Exchange

Question 1

What substances must be exchanged with the environment in an organism?

Answer 1

Heat
Respiratory gases
Excretory products
Nutrients

Question 2

What factors affect the rate of exchange?

Answer 2

Length of diffusion pathway
Surface area
Concentration and pressure gradient 
Carrier proteins
Temperature

Question 3

What are the methods of exchange?

Answer 3

Active, bulk and Co transport
Osmosis
Simple facilitated diffusion

Question 4

How do you calculate the volume and surface area of a sphere?

Answer 4

SA=4x3.124xr^2

Volume= 4/3x3.142xr^3

Question 5

Why is sa:vol smaller in large animals?

Answer 5

As size increases volume increases faster than sa

Question 6

Why do mammals require a specialised exchange surface and transport system?

Answer 6

Small sa:vol
Not enough can diffuse in and out to supply volume
Large diffusion gradient= can’t reach cell quick enough

Question 7

What are the adaptions of a specialised exchange surface?
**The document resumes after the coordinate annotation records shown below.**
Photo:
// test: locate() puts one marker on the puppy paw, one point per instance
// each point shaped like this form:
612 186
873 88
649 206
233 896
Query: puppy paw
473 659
Give examples

Answer 7

Layer of cells one cell thick

Movement of internal and external mediums

Large sa:vol

Selectively permeable membrane

Question 8

What is the advantage of having a large surface area?

Answer 8

More carrier and channel proteins

More places to diffuse across

Question 9

What is the disadvantage of having a thin surface membrane?

How is this overcome?

Answer 9

Easily damaged and dehydrated

Inside organism

Question 10

Why do mice have a high metabolic rate?

Answer 10

Move lots more

Large sa:vol

Heat lost easily
Constantly replaced by energy released via Respiration
High rate of Respiration

Question 11

Why do single celled organisms not need a circulatory system?

Answer 11

Short diffusion pathway meaning substance can be supplied quick enough

Question 12

Why do single celled organisms have a high rate of exchange?

Answer 12

Large sa:vol

Short diffusion pathway

Question 13

How are the tracheas in humans and insects similar?

Answer 13

Humans = cartilage

Insects= chitin

Rings

Question 14

What is a spiracle and how is it adapted?

Answer 14

Pore in side of insects

Hairs and ability to close to conserve water

Question 15

Why are insects limited to the size they can grow to?

Answer 15

Must remain small to retain short diffusion pathway

Question 16

How are Respiratory gases moved in an insect?

Answer 16

Mass tansport: Abdominal pumping

Drawn in (lactate produced lowering wp so water drawn into muscle cells so last part= gas phase)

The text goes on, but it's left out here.